Fermeture des universités : "On passe à côté des belles années", Eléa, étudiante à Saint-Etienne

Eléa, étudiante en Langues à St-Étienne, a écrit au Président Macon la semaine dernière pour évoquer son mal-être et ses craintes pour l'avenir. Fatigue, perte de motivation, peur du décrochage... Elle évoque sa détresse depuis la fermeture des facs en cette journée de mobilisation des étudiants.

"Monsieur le Président, je m'appelle Éléa. Je suis étudiante en Langues (2e année d'espagnol) et comme vous devez vous en doutez, je suis confinée depuis des mois...", ainsi commence la lettre de l'étudiante stéphanoise.

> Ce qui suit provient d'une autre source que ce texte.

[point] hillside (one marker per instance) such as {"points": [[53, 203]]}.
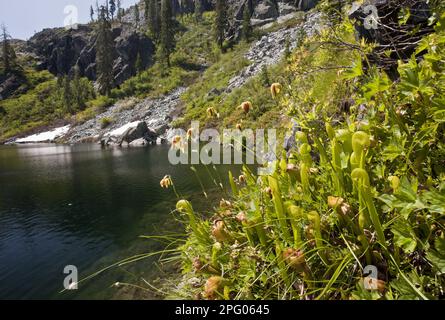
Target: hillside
{"points": [[358, 182]]}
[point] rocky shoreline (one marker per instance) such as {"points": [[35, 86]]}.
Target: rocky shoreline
{"points": [[137, 123]]}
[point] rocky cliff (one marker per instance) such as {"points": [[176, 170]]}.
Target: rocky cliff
{"points": [[59, 50]]}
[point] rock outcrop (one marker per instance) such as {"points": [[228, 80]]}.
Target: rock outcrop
{"points": [[155, 113], [59, 50], [11, 84], [270, 48]]}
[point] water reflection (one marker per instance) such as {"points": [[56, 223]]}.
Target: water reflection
{"points": [[63, 205]]}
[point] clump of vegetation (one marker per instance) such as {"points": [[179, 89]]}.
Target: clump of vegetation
{"points": [[105, 122], [363, 186]]}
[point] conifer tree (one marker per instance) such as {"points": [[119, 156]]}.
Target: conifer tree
{"points": [[167, 37], [104, 54], [153, 19], [139, 64], [120, 12], [220, 22], [112, 8], [198, 10], [67, 95], [247, 26], [8, 53], [137, 17]]}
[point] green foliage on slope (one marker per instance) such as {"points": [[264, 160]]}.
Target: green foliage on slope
{"points": [[365, 185]]}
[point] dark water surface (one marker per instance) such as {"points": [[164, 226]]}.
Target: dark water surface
{"points": [[84, 206]]}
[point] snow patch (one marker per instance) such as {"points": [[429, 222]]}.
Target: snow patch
{"points": [[47, 136], [120, 131]]}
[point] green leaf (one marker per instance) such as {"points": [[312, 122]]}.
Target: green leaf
{"points": [[437, 257], [404, 235]]}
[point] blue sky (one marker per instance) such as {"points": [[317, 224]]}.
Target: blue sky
{"points": [[25, 17]]}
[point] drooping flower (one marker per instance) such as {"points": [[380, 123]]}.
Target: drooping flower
{"points": [[241, 217], [246, 106], [220, 232], [211, 113], [189, 133], [275, 89], [295, 259], [225, 204], [214, 287], [339, 204], [166, 182]]}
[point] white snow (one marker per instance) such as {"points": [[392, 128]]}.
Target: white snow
{"points": [[47, 136], [120, 131]]}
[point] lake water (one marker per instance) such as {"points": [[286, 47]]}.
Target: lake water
{"points": [[86, 206]]}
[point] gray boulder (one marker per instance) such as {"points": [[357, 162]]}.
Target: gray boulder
{"points": [[285, 8], [265, 10], [141, 131]]}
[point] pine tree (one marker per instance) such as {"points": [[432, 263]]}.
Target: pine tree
{"points": [[67, 95], [107, 9], [77, 89], [220, 22], [167, 38], [153, 19], [247, 26], [104, 54], [8, 53], [264, 77], [198, 10], [139, 64], [112, 8], [119, 10], [147, 13], [137, 17], [287, 51]]}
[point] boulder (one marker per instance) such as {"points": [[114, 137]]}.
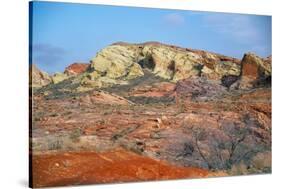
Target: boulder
{"points": [[76, 68]]}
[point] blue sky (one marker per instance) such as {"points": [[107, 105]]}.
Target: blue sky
{"points": [[64, 33]]}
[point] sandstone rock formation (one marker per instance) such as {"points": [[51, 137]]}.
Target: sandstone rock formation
{"points": [[37, 77], [59, 77], [139, 104], [254, 70], [76, 68]]}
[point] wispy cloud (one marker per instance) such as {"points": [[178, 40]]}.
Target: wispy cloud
{"points": [[47, 54], [240, 27], [174, 19]]}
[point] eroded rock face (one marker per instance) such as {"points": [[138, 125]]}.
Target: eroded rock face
{"points": [[76, 68], [121, 62], [198, 88], [59, 77], [254, 71], [38, 78]]}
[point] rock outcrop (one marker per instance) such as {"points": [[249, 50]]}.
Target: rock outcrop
{"points": [[121, 62], [59, 77], [255, 71], [76, 68], [38, 78]]}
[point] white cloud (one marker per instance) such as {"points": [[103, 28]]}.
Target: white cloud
{"points": [[174, 19], [239, 27]]}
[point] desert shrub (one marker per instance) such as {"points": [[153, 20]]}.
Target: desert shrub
{"points": [[56, 144], [223, 147], [75, 135]]}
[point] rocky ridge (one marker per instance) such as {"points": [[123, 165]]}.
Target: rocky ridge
{"points": [[120, 63]]}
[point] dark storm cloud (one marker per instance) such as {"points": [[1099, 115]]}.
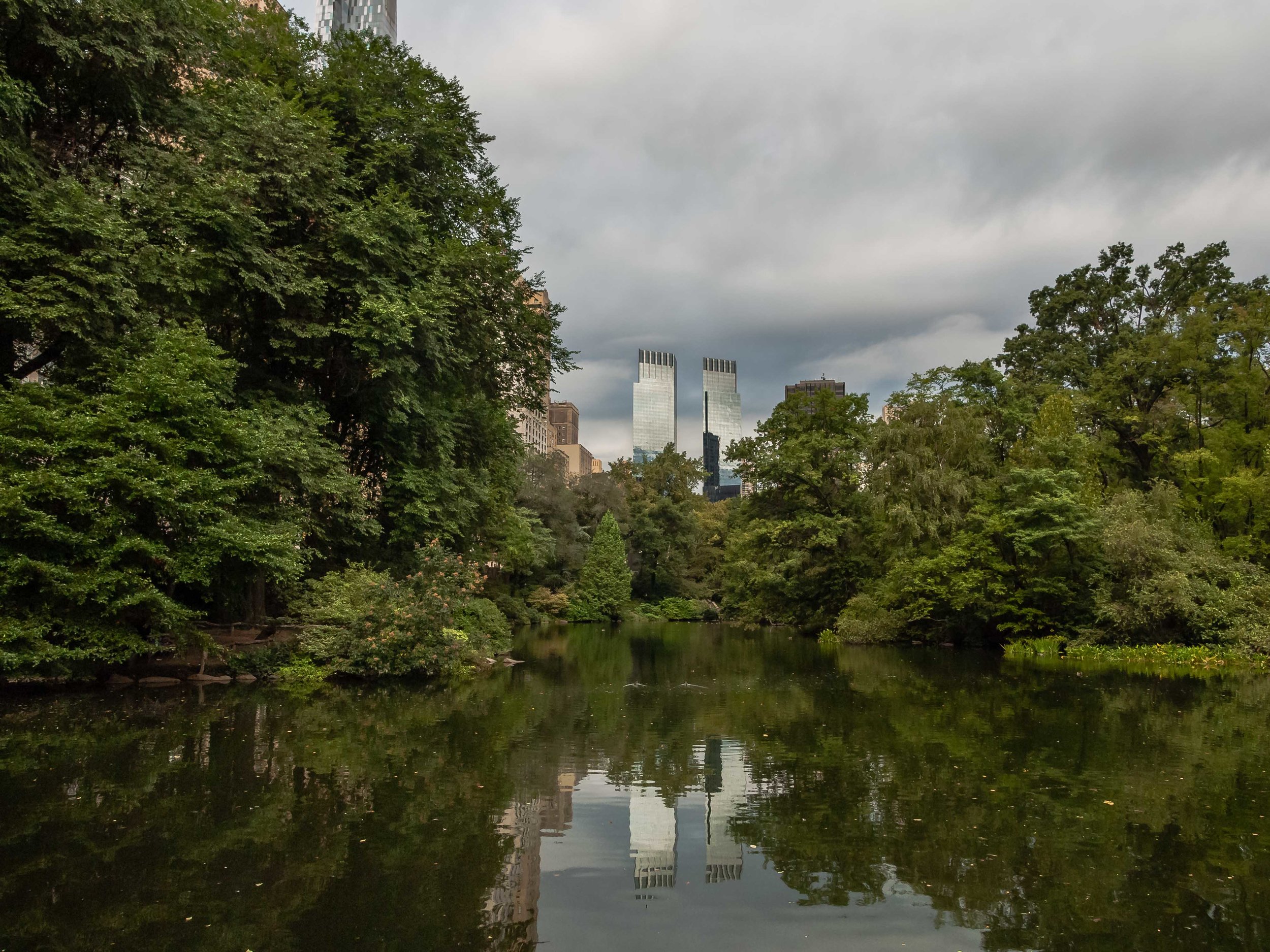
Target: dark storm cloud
{"points": [[863, 189]]}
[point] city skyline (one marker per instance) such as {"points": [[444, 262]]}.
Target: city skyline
{"points": [[956, 169]]}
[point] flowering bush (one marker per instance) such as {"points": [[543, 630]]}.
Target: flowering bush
{"points": [[432, 621]]}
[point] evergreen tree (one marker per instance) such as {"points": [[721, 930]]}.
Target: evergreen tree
{"points": [[605, 584]]}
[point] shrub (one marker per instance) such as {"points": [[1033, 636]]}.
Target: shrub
{"points": [[515, 608], [680, 610], [367, 625], [867, 622], [482, 618], [554, 603], [1167, 580], [262, 662]]}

"Cri du coeur et de désespoir"

La crise sanitaire, le confinement et les cours à distance plombent le moral de ces jeunes, privés d'accès aux universités depuis des mois et d'interactions sociales. "Je venais de terminer mes partiels, je n'avais rien à perdre...". Lasse et très angoissée, Eléa a décidé voilà une semaine d'interpeller le Président de la République. Dans cette lettre expédiée à l'Elysée, mais aussi à Frédérique Vidal, elle se fait le relais de la détresse de ces étudiants.

Un souhait : retourner en cours

Avec des mots simples et directs, la jeune femme, tout juste âgée de 20 ans, laisse libre cours à son malaise. Elle demande surtout la possibilité pour les étudiants de pouvoir retourner sur les bancs de l'université. Depuis la Toussaint, les cours se déroulent en distanciel. "J'aimerais au moins pouvoir avoir des cours en présentiel, au moins 50% des cours," explique-t-elle au téléphone, reprenant sa principale requête. Mais ce qu'elle aimerait par dessus tout, lorsque la crise sanitaire sera loin derrière nous, "refaire la bise aux gens, reprendre ses amis dans ses bras...". Depuis des semaines, voire des mois, les contacts virtuels ont remplacé les quelques sorties qu'elle s'autorisait.

Seuls devant leur ordinateur, coupés de toute relation sociale, confrontés à l'isolement mais aussi pour certains à une grande précarité financière, ils sont légions ces étudiants qui dénoncent les dégâts psychologiques causés par la fermeture des universités. Une situation dont ils ne voient pas l'issue. Alors certains ne cachent pas leurs pensées suicidaires et parfois passent à l'acte. A l’image des deux tentatives de suicide survenues à Lyon.


Pour Eléa, qui avoue bénéficier d'une aide psychologique, ces gestes désespérés ne sont pas les derniers et selon elle, le phénomène ne fait que commencer. Comment s'en sort-elle ? Elle essaie de garder "un équilibre" : "quand ça ne va pas, je décroche, je prends un peu de temps pour moi..." explique-t-elle. Elle avoue regarder les informations, "le moins possible". Trop anxyogènes pour la jeune femme fragilisée. 
 

La fin des projets ... et "des belles années"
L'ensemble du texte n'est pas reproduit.